She had less of an appetite that day and lacked energy.  The next morning she had similar symptoms.  If it had been a typical week, I would have waited another day or so before taking her to the doctor.  However, we had family staying with us, and I wanted to know what we were possibly exposing them to.  Upon describing her symptoms and being quickly looked at by the doctor, the following was stated, “I’m not a gambler, but if I were, I’d say you have mono.”

Imagine my surprise.  I thought my daughter had a run of the mill virus.
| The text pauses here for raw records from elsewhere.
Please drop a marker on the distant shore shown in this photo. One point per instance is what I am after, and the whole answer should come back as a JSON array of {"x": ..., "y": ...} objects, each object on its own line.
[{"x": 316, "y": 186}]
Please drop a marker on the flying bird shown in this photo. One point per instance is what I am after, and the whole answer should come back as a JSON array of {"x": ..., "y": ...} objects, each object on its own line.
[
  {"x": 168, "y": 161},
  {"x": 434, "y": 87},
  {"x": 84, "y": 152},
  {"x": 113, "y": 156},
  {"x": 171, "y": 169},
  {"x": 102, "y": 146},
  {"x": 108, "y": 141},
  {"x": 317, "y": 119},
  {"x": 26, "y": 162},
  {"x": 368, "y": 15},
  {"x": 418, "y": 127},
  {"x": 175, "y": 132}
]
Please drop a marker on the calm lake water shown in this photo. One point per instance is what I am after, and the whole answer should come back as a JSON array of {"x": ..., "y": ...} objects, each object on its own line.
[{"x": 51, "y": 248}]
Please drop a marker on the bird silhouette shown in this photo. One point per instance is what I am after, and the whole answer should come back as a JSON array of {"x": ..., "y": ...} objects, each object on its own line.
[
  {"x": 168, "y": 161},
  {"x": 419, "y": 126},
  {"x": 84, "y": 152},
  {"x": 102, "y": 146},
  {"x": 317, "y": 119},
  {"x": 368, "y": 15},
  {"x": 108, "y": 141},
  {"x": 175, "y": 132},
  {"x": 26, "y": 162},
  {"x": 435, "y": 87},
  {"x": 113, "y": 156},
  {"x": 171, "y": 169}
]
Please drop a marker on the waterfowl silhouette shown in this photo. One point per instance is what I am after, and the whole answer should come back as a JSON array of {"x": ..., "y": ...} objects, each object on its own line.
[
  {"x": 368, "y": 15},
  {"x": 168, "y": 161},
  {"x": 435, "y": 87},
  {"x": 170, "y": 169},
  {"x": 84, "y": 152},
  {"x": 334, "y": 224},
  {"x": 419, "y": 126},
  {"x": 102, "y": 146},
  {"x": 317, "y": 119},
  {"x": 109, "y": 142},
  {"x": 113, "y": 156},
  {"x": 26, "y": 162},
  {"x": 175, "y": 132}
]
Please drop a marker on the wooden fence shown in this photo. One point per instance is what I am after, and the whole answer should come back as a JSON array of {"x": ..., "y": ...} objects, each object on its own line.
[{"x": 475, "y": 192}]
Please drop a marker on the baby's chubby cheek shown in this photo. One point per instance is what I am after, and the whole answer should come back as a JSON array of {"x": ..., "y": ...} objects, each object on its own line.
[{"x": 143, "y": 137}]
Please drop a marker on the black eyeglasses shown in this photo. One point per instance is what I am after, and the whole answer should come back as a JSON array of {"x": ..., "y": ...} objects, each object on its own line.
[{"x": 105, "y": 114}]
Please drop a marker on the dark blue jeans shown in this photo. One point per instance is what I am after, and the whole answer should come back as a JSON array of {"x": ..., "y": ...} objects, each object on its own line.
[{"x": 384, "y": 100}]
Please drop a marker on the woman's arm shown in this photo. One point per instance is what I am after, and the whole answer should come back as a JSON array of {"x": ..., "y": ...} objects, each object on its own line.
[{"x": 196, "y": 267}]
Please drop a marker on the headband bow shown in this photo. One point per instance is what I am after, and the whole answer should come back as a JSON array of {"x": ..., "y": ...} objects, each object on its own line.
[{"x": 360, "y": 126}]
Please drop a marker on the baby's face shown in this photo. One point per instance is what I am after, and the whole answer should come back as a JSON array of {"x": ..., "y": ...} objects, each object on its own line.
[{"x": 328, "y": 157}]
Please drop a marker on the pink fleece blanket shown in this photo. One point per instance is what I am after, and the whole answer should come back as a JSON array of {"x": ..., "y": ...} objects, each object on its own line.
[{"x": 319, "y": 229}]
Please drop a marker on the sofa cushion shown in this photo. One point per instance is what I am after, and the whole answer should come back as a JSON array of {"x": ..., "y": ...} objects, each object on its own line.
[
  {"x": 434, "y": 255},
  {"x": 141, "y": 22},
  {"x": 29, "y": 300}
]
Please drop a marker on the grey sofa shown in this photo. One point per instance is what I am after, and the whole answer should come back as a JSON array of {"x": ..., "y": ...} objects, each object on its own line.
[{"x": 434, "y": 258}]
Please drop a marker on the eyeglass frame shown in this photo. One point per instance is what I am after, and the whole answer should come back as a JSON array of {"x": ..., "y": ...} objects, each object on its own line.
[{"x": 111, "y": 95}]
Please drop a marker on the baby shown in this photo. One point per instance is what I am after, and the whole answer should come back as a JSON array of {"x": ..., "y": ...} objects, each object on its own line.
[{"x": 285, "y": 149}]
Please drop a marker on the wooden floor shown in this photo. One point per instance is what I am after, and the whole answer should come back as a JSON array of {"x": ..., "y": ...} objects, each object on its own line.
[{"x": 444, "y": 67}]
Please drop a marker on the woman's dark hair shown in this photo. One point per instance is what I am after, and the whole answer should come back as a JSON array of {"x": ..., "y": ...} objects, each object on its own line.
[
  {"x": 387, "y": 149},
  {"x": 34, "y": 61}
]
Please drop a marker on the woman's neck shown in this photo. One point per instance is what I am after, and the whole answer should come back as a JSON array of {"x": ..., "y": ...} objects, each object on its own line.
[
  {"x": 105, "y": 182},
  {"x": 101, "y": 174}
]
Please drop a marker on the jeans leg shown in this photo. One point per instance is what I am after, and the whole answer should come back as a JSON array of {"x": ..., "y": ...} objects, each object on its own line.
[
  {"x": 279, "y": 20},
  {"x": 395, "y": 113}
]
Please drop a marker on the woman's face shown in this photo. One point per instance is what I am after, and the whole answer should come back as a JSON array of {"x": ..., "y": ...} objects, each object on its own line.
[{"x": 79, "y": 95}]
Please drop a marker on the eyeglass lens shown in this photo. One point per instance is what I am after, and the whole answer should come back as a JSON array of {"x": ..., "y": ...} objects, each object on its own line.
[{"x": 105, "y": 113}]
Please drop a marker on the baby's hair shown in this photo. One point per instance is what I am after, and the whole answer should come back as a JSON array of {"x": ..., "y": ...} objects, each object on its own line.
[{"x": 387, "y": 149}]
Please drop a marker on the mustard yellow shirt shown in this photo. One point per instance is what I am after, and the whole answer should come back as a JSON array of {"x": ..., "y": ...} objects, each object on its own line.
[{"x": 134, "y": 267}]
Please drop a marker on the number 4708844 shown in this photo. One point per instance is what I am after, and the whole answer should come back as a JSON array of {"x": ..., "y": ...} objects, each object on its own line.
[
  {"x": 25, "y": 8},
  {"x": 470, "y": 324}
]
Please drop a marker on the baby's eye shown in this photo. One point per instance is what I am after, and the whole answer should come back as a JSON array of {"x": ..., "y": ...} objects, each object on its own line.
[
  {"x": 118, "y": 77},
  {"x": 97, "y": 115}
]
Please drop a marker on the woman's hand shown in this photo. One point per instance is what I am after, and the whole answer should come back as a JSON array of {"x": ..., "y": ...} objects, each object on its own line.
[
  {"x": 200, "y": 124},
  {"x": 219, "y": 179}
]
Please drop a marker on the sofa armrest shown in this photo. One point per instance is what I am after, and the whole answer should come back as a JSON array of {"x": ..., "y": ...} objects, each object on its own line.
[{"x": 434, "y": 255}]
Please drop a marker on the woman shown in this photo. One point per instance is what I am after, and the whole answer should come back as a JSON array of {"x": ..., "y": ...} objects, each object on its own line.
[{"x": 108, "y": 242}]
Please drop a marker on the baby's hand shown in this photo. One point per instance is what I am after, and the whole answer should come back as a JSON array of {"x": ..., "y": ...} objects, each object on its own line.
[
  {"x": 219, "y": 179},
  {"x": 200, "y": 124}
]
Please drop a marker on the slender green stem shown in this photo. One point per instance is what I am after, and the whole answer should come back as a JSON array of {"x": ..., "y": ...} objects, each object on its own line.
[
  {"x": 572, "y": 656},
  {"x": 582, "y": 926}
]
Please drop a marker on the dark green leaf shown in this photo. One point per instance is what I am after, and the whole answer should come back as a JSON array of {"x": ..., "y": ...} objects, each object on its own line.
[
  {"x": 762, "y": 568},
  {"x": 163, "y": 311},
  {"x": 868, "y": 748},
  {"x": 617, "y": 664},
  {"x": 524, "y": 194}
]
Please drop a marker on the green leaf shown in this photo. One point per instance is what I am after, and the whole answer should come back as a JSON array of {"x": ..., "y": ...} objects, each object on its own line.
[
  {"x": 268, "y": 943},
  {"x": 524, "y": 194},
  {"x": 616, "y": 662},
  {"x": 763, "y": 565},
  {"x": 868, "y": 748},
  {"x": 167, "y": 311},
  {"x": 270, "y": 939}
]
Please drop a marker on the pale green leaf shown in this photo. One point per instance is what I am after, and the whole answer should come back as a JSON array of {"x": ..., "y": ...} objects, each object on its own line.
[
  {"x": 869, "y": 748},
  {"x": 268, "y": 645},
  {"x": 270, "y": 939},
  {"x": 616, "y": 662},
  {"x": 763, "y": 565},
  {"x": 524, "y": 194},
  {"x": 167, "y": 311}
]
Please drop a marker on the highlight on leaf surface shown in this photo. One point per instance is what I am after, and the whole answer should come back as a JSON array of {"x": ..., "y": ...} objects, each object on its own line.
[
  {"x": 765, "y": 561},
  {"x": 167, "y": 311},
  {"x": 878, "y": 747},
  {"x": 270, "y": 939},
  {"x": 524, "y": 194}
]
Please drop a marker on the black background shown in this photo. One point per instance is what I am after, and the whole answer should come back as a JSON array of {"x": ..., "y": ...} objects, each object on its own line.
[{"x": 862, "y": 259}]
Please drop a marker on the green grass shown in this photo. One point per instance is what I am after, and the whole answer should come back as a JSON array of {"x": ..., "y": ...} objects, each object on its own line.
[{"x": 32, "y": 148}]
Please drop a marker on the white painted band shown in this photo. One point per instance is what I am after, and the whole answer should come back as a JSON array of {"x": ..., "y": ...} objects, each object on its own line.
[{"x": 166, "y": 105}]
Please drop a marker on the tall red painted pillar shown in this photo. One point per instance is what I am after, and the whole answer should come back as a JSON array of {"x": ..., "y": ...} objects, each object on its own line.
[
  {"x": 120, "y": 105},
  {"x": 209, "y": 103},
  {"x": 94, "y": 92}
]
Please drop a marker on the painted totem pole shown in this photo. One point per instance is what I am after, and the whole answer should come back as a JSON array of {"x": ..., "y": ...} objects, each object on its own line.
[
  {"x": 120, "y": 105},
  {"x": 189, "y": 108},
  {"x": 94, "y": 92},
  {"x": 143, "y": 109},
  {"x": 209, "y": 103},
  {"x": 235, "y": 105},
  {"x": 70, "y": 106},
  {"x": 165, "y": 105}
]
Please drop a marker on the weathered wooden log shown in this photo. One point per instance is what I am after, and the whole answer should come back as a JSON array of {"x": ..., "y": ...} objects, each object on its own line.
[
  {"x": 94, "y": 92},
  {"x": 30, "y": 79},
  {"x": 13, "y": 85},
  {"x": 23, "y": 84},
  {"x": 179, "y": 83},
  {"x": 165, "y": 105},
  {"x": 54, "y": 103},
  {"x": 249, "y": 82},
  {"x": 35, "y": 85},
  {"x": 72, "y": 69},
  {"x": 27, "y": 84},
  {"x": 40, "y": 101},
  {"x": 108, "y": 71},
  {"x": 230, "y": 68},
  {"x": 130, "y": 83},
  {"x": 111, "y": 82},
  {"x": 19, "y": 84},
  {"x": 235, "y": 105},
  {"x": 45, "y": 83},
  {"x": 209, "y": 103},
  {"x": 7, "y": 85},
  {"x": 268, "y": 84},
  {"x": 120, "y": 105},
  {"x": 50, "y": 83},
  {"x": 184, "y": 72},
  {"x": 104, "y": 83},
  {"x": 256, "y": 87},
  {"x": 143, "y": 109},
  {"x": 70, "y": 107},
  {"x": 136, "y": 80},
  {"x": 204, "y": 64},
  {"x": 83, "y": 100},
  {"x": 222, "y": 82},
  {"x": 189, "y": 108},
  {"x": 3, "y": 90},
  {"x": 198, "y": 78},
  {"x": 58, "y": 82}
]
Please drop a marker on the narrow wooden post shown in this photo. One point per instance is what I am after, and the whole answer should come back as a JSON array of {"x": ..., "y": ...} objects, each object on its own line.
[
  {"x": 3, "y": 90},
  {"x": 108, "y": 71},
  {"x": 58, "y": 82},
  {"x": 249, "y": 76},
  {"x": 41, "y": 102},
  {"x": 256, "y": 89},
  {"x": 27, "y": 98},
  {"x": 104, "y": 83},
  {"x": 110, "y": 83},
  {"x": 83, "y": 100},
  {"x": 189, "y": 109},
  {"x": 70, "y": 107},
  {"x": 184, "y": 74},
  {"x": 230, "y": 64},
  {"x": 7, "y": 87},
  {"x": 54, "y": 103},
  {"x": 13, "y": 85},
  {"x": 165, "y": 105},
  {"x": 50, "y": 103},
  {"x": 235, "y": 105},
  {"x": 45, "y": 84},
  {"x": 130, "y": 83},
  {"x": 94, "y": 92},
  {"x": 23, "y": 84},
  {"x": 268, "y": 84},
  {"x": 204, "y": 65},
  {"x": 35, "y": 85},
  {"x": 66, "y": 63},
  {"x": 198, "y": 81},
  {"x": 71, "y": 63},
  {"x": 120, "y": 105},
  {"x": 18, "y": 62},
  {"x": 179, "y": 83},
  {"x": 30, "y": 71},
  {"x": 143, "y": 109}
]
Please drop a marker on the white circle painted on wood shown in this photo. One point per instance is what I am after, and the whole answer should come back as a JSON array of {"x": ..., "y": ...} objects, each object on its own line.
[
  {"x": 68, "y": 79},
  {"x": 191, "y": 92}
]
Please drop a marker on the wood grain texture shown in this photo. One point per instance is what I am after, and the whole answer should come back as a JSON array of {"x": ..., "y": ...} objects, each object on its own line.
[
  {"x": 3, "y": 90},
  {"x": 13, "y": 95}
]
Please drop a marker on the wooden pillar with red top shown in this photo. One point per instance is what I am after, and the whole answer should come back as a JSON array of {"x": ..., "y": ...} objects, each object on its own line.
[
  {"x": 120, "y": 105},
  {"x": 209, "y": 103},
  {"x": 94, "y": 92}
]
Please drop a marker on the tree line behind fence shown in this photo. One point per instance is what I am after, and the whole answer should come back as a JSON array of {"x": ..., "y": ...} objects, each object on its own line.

As I had never dealt with mono prior to this, I learned a great amount from this.  Here are a few things to add to your knowledge base:

  • Mononucleosis is a viral illness.
  • A great number of people have contracted mono but have a mild version, which goes undiagnosed.  Thus, even though you are in close contact with someone who has mono, you may not contract it.
  • As with any contagious illness, be sure to uphold high sanitary standards.  Separate towels, cups, and other bathroom items are essential for the sick person.
  • Those who develop a diagnosable version of mono have contracted it anywhere from 1-6 weeks before symptoms appear.
  • Mono is diagnosed via bloodwork.  However, initial tests may be negative during the first seven days of symptoms being present.
  • There is no treatment or medication for mono.  Rest and fluids are important.
  • The typical case of mono lasts 4-6 weeks.
  • From the time of diagnosis, contact sports are to be avoided for 4 weeks, as the spleen is often enlarged.
  • Ibuprofen can be taken to reduce the swelling of glands and headaches.
  • Cough drops, warm beverages (such as tea), and broth can help with a sore throat.
  • Symptoms include swollen glands, puffy eyes, sore throat, nausea, and rash, among other items.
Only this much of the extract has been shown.